Тогда Зафарка выругается по-своему, на собачьем своем языке, и пойдет к щитку. Раскроет его, тупо поглядит внутрь – и ни хрена не увидит. Откуда ему, чурке, электричество понимать? А волчок-то стоит… и работа стоит, и Григорий по головке не погладит. И так, не сказавшись, на два часа опоздал. А электрика звать – это целая история: пока дозвонишься, пока приедет… Крякнет Зафарка и, поколебавшись, сунет палец куда ни попадя… Разве он понимает, какая нулевая, а какая нет? Тресь! Был Зафарка – и нет Зафарки.

Только дымочек – будто чья-то сизо-голубая душа полетела кверху… А сам Зафарка на пол – кувырк!..

Никифоров сглотнул и нерешительно протянул руку. Кажется, вот эту… вот эту клемму Синяк подкручивал.

Он коснулся желто-красного металла – и увидел розовое небо и большую синюю бабочку, такую яркую, что резало глаза.

– Бабочка! – удивленно сказал Никифоров, покорно раскрывая ладонь.

Он лежал на полу, а струйка дыма плыла в потревоженном воздухе, медленно расслаиваясь на отдельные волокна.

Глава 2

Каждый день я тащусь по забитой всклянь Ленинградке, и глупо даже пытаться вырваться из ее вязкого, медленно текущего на запад вещества.

Вчера Даша сказала, что я думаю только о себе.

Это неправда, нет.

Конечно, человеку свойственно полагать, что самое важное на свете – его собственная персона. Однако мне это убеждение досталось подержанным или просто второго сорта – во всяком случае, не из самых лучших. Разумеется, для меня тоже нет ничего более интересного, чем я сам, – просто в силу того, что себя я знаю лучше, чем кого бы то ни было другого, а чем лучше знаешь предмет, тем больше интереса он у тебя вызывает. Пожалуй, можно даже сказать, что ни к кому иному я не испытываю столь нежной и последовательной любви. И ни для кого больше не нахожу так много оправданий. Но мне по крайней мере легко согласиться с предположением, что окружающие могут смотреть на меня другими глазами.
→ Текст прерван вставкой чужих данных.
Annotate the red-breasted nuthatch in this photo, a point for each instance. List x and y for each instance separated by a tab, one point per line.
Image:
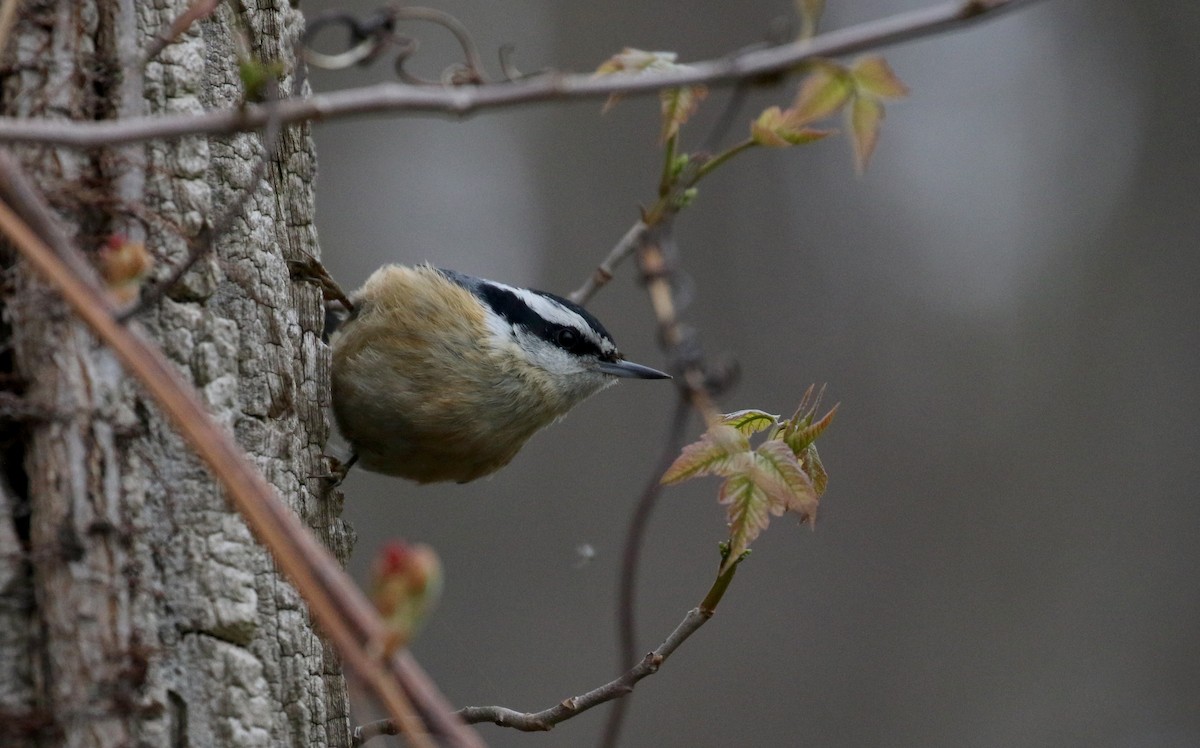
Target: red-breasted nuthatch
443	376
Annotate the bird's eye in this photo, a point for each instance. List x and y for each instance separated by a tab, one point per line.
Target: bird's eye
567	339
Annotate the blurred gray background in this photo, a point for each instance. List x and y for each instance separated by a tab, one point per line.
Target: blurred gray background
1005	305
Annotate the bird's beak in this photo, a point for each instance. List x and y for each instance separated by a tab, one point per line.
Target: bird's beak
629	369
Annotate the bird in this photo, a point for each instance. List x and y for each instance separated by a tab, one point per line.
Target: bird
441	376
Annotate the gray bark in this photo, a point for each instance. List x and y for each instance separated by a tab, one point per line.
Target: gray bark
136	609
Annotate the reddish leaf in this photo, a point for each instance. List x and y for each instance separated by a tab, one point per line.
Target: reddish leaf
721	450
780	474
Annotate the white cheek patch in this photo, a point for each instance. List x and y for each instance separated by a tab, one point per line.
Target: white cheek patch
558	313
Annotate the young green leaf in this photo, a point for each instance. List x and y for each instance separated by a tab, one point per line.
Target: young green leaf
865	119
778	129
823	93
810	15
779	472
721	450
875	77
873	82
749	513
750	420
801	431
813	467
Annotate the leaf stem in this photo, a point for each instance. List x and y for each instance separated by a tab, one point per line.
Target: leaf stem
719	159
721	584
667	179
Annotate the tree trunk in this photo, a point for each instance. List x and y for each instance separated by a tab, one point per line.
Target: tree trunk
135	605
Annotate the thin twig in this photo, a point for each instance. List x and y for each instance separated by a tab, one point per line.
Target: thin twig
571	706
655	271
630	561
604	271
467	100
172	31
340	609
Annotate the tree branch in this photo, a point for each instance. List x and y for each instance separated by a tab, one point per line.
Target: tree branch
342	611
545	719
467	100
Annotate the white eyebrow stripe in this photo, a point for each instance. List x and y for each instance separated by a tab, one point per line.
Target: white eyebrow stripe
552	311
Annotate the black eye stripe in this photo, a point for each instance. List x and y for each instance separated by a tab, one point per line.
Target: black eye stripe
510	306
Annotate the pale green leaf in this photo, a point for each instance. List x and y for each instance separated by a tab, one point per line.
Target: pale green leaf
630	60
813	467
778	129
823	93
781	478
721	450
801	431
749	514
750	420
810	15
875	77
865	119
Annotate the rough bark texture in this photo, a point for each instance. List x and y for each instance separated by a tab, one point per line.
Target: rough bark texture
136	609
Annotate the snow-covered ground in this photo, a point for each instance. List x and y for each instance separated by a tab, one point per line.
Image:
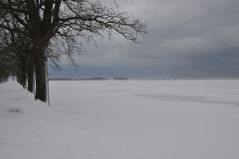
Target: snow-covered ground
177	119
Правда, люди вообще редко смотрят друг на друга. А моя внешность и вовсе не привлекает внимания. Рост более чем средний (возраст тоже банальный – до сорока трех не хватает нескольких месяцев). Фигура не атлетическая. Правда, и серьезных изъянов не имеет, руки-ноги на месте. Физиономия самая заурядная: узкие губы, глаза не то серые, не то зеленые, скошенный лоб с заметными залысинами… Единственное, что мне самому нравится в собственном лице, – это нос. Не курносый, не горбатый, не картошкой, а нормальный ровный нос. То есть нос, способный, казалось бы, произвести на окружающих самое благоприятное впечатление. Но и на мой нос никто не обращает никакого внимания, равно как и на цвет глаз и волос, на форму головы и тела…

Привлекать внимание – удел высоких черноволосых красавцев с горделивым поставом головы, с золотыми перстнями на безымянных пальцах, в узконосых туфлях с пряжками. А меня воспитали в убеждении, что туфли с пряжками и золотые перстни демонстрируют не исключительность их обладателя, а его вкус. Я не ношу ни перстней, ни пряжек, поэтому на меня никто не смотрит. Оглянешься подчас и подумаешь: господи, да разве я невидимка?!

Почему-то особенно остро ощущаешь это в вагонах метрополитена.

Честно сказать, последние лет десять я редко спускаюсь в его подземелье, а если все-таки оказываюсь под сводами станций и переходов, то лишний раз убеждаюсь, что меня раздражает толпа, равнодушно текущая мимо нищих старух и веселых инвалидов.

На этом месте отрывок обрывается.